Pas mal de souvenirs à l’écoute de ce disque. L’âge bête, la découverte de la musique rock, l’attente insoutenable, les visites chez le disquaire quinze jours avant la sortie officielle, juste au cas où, l’écoute en boucle du single enregistré sur cassette audio lors d’un passage à la radio, la rage contre cette saloperie de voyage scolaire qui m’éloignait de ma douce chaîne hi-fi au moment de la sortie du disque et m’obligeait à attendre une semaine de plus, les grands yeux (style manga) en découvrant, à mon retour, le boîtier dans ma chambre (merci qui ?).

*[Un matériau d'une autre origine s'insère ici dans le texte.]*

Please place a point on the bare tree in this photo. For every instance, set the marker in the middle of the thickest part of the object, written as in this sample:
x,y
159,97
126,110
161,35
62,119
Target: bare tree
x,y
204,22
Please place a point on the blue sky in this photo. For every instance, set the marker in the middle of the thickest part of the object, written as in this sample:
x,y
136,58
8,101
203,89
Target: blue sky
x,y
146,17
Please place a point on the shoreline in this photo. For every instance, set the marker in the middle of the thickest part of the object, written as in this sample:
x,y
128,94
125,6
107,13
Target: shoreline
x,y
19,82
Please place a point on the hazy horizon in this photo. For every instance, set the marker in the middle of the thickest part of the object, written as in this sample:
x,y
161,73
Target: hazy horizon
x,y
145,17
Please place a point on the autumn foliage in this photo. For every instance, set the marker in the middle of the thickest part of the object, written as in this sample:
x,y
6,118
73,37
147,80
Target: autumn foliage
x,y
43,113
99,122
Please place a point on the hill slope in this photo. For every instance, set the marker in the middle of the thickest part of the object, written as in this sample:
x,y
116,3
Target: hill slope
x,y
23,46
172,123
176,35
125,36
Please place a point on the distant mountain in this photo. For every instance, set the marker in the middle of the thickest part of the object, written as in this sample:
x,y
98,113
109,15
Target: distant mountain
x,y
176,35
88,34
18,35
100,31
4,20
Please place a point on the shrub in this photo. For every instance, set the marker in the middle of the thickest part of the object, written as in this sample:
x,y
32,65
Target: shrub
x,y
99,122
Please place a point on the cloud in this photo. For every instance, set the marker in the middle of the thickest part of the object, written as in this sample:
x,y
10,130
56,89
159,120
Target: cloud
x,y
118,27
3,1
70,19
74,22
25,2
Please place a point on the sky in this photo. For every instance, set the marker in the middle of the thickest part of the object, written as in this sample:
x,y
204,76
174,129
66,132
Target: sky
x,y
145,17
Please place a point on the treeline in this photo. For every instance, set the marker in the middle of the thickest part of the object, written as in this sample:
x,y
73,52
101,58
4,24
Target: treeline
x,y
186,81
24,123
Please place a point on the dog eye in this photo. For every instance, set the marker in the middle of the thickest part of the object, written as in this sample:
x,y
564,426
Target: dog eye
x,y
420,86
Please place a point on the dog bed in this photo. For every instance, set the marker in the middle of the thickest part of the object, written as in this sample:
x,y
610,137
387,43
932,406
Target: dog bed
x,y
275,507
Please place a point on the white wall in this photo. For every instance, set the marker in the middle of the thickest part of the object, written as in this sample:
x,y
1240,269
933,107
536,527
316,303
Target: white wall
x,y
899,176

A en juger par cette pochette colorée, INXS semblait être revenu tant de son trip « gros rock qui tache » du dernier album (le bide commercial et pourtant viscéral Full moon, dirty hearts) que de son trip « rock profond, intelligent » de l’excellent Welcome to wherever you are. Confirmation sur disque où les titres fun se taillent la part du lion. Entre l’hédoniste chanson-titre, le Don’t lose your head dont le titre ne pouvait qu’accrocher les producteurs de Face/Off de John Woo, le funky Girl on fire et l’apothéose Shine, l’album est assurément dansant et festif. Même si le disque n’est pas un réservoir à hits radiophoniques comme ces prédécesseurs des années 80, et même si l’on doit confesser la lassitude que peuvent occasionner certains de ces morceaux (Girl on fire, pour ne pas le citer), on ne peut nier le talent du groupe à mettre en place des morceaux efficaces, bien interprétés, véritables remèdes contre la mauvaise humeur.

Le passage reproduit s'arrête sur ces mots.